Les États-Unis et l'Iran sont parvenus à un accord pour rouvrir le détroit d'Ormuz, faisant chuter le brut Brent de 3,8 % à 84,02 $ le baril et incitant les marchés à exclure une hausse des taux quasi certaine de la part de la Réserve fédérale en décembre.
« La baisse des prix du pétrole soulage la pression sur le président de la Fed, Warsh, pour qu'il relève les taux, le rendement du Trésor à deux ans baissant alors que les marchés effacent le resserrement précédemment intégré dans les prix », a déclaré Leslie Falconio, stratège chez UBS Group.
Le brut Brent, qui s'échangeait près de 70 $ avant le début du conflit fin février et a culminé à environ 120 $ pendant la guerre, a prolongé sa chute après que le Premier ministre pakistanais Shehbaz Sharif a annoncé l'accord. Le West Texas Intermediate a chuté de 4,1 % à 81,40 $. Le rendement du Trésor à deux ans a baissé alors que les marchés des swaps d'indexation overnight ont dénoué les anticipations qui intégraient une probabilité de près de 100 % d'une hausse des taux d'ici décembre 2026.

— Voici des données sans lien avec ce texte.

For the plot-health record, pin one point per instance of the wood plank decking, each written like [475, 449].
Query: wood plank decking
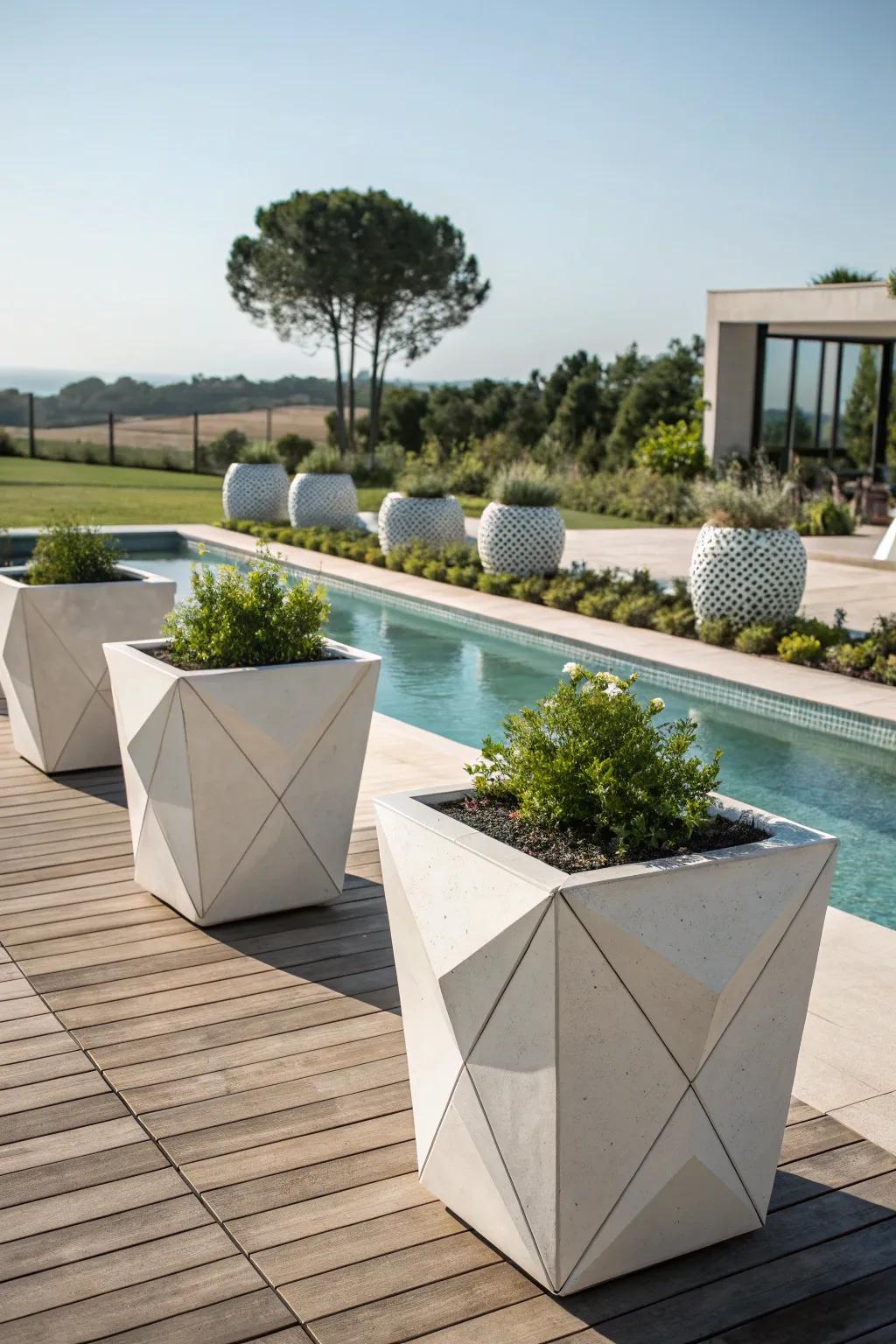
[207, 1136]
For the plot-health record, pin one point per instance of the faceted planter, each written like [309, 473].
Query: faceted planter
[52, 667]
[242, 782]
[517, 539]
[747, 574]
[404, 519]
[256, 492]
[323, 499]
[601, 1065]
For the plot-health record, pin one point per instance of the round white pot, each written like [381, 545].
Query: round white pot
[323, 500]
[517, 539]
[437, 522]
[747, 574]
[256, 491]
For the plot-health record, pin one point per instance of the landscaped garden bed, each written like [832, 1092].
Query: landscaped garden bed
[612, 596]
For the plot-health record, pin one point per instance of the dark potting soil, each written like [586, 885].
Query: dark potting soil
[572, 851]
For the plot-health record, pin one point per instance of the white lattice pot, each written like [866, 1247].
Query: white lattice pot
[520, 539]
[403, 519]
[52, 666]
[256, 491]
[323, 499]
[747, 574]
[242, 782]
[601, 1065]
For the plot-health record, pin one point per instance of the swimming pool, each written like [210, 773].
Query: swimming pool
[459, 682]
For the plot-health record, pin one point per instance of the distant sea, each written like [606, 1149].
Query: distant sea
[46, 382]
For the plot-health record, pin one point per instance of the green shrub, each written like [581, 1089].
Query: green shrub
[800, 648]
[590, 759]
[758, 639]
[823, 516]
[757, 498]
[236, 620]
[324, 461]
[499, 584]
[673, 449]
[718, 631]
[637, 609]
[524, 484]
[291, 449]
[422, 484]
[66, 553]
[260, 453]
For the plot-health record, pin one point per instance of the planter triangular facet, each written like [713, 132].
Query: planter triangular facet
[601, 1065]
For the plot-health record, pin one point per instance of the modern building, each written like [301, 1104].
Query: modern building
[803, 373]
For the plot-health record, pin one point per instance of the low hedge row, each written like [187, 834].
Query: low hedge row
[612, 596]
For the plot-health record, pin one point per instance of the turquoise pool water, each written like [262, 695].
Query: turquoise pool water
[457, 682]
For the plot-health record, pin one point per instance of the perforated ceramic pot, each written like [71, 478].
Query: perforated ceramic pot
[437, 522]
[747, 574]
[256, 491]
[517, 539]
[323, 499]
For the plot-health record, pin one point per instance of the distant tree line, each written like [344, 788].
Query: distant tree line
[90, 399]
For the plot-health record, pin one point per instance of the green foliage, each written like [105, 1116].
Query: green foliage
[324, 461]
[590, 759]
[673, 449]
[758, 639]
[800, 648]
[291, 449]
[524, 484]
[67, 553]
[758, 498]
[718, 631]
[844, 276]
[422, 484]
[260, 453]
[822, 516]
[236, 620]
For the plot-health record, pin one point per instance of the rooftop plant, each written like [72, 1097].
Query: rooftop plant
[755, 498]
[323, 461]
[590, 759]
[235, 620]
[526, 484]
[67, 553]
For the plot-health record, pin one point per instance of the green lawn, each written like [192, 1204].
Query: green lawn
[34, 492]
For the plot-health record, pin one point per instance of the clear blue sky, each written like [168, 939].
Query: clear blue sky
[609, 163]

L'accord supprime une source clé de pression inflationniste qui avait poussé le prix moyen de l'essence aux États-Unis à 4,56 $ le gallon en mai, compliquant la trajectoire politique de la Fed. Le détroit assurant environ 20 % des flux mondiaux de pétrole et de gaz naturel liquéfié, sa réouverture pourrait encore faire baisser les coûts énergétiques et réduire l'urgence d'un resserrement monétaire avant les élections de mi-mandat de novembre.
Le président Donald Trump a confirmé l'accord sur les réseaux sociaux dimanche, pour son 80e anniversaire, écrivant « le pétrole coulera » et autorisant la levée du blocus naval américain. Le vice-ministre iranien des Affaires étrangères, Kazem Gharibabadi, a déclaré que le protocole d'accord serait publié après une cérémonie de signature officielle prévue le 19 juin en Suisse, le Pakistan servant de médiateur dans les négociations.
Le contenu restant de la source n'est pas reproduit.